Sigo con mi propósito de a) actualizar más a menudo, no necesariamente por una buena razón, y b) sacar a pasear la Phileas y la Moleskine más a menudo para perder la rigidez, la falta de costumbre, que me preocupaba en la entrada anterior. Se corren riesgos haciendo estas cosas.

El riesgo mayor ha sido en este caso, quiero decir en el caso b), que se me ha destintado la pluma y me ha dejado las manos de un precioso color azul Mares del Sur®. Pero hay otras cosas que no han sido un riesgo.

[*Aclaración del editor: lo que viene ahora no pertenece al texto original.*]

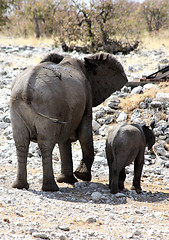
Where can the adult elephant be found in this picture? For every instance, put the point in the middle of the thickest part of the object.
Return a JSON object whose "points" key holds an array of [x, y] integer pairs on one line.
{"points": [[52, 103]]}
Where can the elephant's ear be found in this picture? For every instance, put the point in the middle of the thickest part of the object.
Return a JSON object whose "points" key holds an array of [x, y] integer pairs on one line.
{"points": [[53, 57], [149, 135], [106, 76]]}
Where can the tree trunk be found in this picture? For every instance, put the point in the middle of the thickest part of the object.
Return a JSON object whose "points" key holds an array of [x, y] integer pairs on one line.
{"points": [[37, 29]]}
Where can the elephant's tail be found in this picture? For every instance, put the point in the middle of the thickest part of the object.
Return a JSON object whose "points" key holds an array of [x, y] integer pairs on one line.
{"points": [[55, 120]]}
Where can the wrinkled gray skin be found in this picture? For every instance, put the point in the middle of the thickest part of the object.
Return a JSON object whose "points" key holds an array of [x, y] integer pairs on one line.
{"points": [[52, 103], [125, 144]]}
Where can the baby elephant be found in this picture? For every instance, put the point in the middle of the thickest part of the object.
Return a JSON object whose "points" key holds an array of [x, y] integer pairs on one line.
{"points": [[126, 143]]}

Una de ellas ha pasado hace una escasa media hora. Volvía al hotel. Cerca hay un restaurante gallego. Nunca me he fijado mucho, porque aunque no le hago ascos a una buena sopa de marisco, raras veces paso por delante con las ganas o el tiempo necesario para tomármela. De modo que doy una mirada de refilón, fijándome apenas en la entrada con escalones, la barra de obra recubierta de azulejos, el interior complicado, con pasillos y cortinas y menús escritos en tiza, el televisor emitiendo fútbol.

Esta noche alguien cantaba. El sonido se emitía por un equipo normalucho sin más, y salía estridente, distorsionado, demasiado alto. Un hombre y una mujer cantaban a dúo «Solamente una vez», con muchas ganas y cierta falta de control. Quizá era un karaoke. Ella, de voz más educada, intervenía con segundas voces, suavizando la leve, casi entrañable, sobreactuación de la voz masculina.

Un paso para captar la escena. Otro paso para empezar a ver el interior del local. Otro paso para ver, delante de la barra de obra recubierta de azulejos, a una pareja bailando despacio, abrazados, sonriendo con todo el cuerpo. Absolutamente felices. Y me detengo para verlos.

Y un segundo después doy el siguiente paso y los pierdo de vista. No sigo mirando, no retrocedo. No quiero seguir mirando: es un momento que debe pertenecerles sólo a ellos. Porque hay cosas que quizá ocurran solamente una vez.